Without looking at a calendar, I couldn’t tell you for sure what the date is. Quite often I don’t even know what day of the week it is. I haven’t worn a watch in years. Generally, I wake up when I wake up and I go to bed when I want to go to bed. Some days I wish I could sleep all day. Other days I am up at the crack of dawn with accomplishments under my belt before the first child stirs. Sometimes I think I am the laziest person in the world. Other times I’m sure I am the laziest person in the world. Yet…I still manage to get “it” all done….whatever the daily “it” is. Unless, of course, I can reprioritize…which is something like procrastination, but it sounds much better…much more efficient.
When I finally pull myself out of bed, I am busy homeschooling my 4 children. We are two weeks into our 5th year. Five years ago I expected to school 7 days a week with eager obedient children. Five years before that I envisioned homeschooling in a little classroom with desks and a chalkboard with obedient and eager-to-learn children. <maniacal laughter> After schooling at the dining room table for 3 yrs, I finally bought desks and set up a classroom area in a corner of the family room with a whiteboard.
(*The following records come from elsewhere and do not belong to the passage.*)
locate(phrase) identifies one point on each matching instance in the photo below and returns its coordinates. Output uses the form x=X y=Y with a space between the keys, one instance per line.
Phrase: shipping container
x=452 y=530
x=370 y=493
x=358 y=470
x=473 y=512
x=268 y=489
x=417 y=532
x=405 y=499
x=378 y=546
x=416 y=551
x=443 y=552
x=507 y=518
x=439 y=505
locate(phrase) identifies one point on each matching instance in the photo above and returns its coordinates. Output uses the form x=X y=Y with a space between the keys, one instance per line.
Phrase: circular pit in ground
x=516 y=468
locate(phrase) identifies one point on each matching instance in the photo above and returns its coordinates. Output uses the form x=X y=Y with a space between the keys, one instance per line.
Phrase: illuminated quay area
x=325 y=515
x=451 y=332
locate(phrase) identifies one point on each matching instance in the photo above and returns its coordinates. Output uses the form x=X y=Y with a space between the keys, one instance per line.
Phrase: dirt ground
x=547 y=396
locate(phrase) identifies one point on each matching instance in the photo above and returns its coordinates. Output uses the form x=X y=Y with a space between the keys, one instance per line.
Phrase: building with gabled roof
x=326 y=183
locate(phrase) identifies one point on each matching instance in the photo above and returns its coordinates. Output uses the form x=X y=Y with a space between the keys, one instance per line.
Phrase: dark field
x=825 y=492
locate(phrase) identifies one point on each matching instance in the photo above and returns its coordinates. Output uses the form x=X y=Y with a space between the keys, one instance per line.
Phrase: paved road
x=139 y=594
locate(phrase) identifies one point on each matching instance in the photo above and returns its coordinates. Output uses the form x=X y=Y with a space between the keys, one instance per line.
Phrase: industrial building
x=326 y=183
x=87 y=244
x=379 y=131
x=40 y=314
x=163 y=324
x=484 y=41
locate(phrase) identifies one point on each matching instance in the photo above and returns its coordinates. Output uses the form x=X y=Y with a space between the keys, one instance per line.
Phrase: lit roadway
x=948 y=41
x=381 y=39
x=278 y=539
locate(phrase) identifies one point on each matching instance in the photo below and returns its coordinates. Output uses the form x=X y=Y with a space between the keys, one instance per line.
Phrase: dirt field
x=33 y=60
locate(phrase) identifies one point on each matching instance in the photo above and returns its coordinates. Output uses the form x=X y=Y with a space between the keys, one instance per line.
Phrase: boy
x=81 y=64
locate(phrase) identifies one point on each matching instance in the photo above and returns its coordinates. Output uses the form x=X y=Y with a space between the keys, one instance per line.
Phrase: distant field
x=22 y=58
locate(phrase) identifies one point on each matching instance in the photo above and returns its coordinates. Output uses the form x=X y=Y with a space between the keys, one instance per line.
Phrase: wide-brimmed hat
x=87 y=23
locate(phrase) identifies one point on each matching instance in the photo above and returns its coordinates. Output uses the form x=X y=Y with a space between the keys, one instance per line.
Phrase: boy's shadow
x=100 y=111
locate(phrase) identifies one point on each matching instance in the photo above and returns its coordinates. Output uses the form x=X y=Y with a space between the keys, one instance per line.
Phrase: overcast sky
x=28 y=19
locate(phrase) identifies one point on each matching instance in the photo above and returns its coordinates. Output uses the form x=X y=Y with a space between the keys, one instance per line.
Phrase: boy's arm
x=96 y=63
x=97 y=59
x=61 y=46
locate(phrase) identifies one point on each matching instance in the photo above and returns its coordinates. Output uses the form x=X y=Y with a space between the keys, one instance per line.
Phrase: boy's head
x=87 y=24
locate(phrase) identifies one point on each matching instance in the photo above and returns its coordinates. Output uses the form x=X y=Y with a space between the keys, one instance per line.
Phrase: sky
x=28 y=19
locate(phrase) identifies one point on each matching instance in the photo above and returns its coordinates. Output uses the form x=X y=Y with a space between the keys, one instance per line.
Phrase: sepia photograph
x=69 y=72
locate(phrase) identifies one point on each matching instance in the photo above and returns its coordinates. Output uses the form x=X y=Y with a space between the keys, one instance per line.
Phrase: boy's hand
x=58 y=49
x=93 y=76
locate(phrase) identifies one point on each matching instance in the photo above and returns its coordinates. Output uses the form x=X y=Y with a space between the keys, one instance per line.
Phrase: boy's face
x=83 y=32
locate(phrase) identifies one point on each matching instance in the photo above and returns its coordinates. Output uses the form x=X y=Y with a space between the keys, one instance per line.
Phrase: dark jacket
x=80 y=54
They were thrilled to have their own space. One battle won. — But those obedient and eager-to-learn children I envisioned for years only exists in the depths of my wild imagination. They just don’t get it. And I can’t seem to make them get it. They haven’t experienced how horrible institutionalized schooling can be…and was for me and their father. — Still, I plug along…reminding myself of the goal. And every now and then I see progress. Today actually, I sat down with a teacher to have her review their portfolios for the past year. She saw progress and I was greatly encouraged by that. I’ll sleep better tonight and wake up with a renewed excitement to further plan out our year. (See I am already thinking about sleeping.)
When I am not busy homeschooling, I am busy managing a local political campaign. The election is Nov 4th. People have asked me if I will ever do this again. It’s like childbirth. We never think at that moment that we will ever do it again, but then the amnesia sets in. So, I’m not going to make that decision today or even on Nov 5th. I’ll cross that bridge when I come to it…and hope that I maintain the presence of mind to make an educated decision. It’s been an education…and I’ll be sure to write more about it.
Well, that’s enough of a peek into my world for now.
UPDATED – 12.16.08 – The campaign has been over for two months, so I thought I would provide a little update. I’ve already accepted the request to once again be his campaign manager for another go-around in 4 yrs. There will be lots of planning before we have to strap into the ejection seat of busyness. I remember when 4 yrs seemed like an eternity. 4 yrs of high school? 4 yr of college? Oh, the torture of such long periods of time. Will I ever be free? Hee hee. Now, time passes just to show us how fast time passes.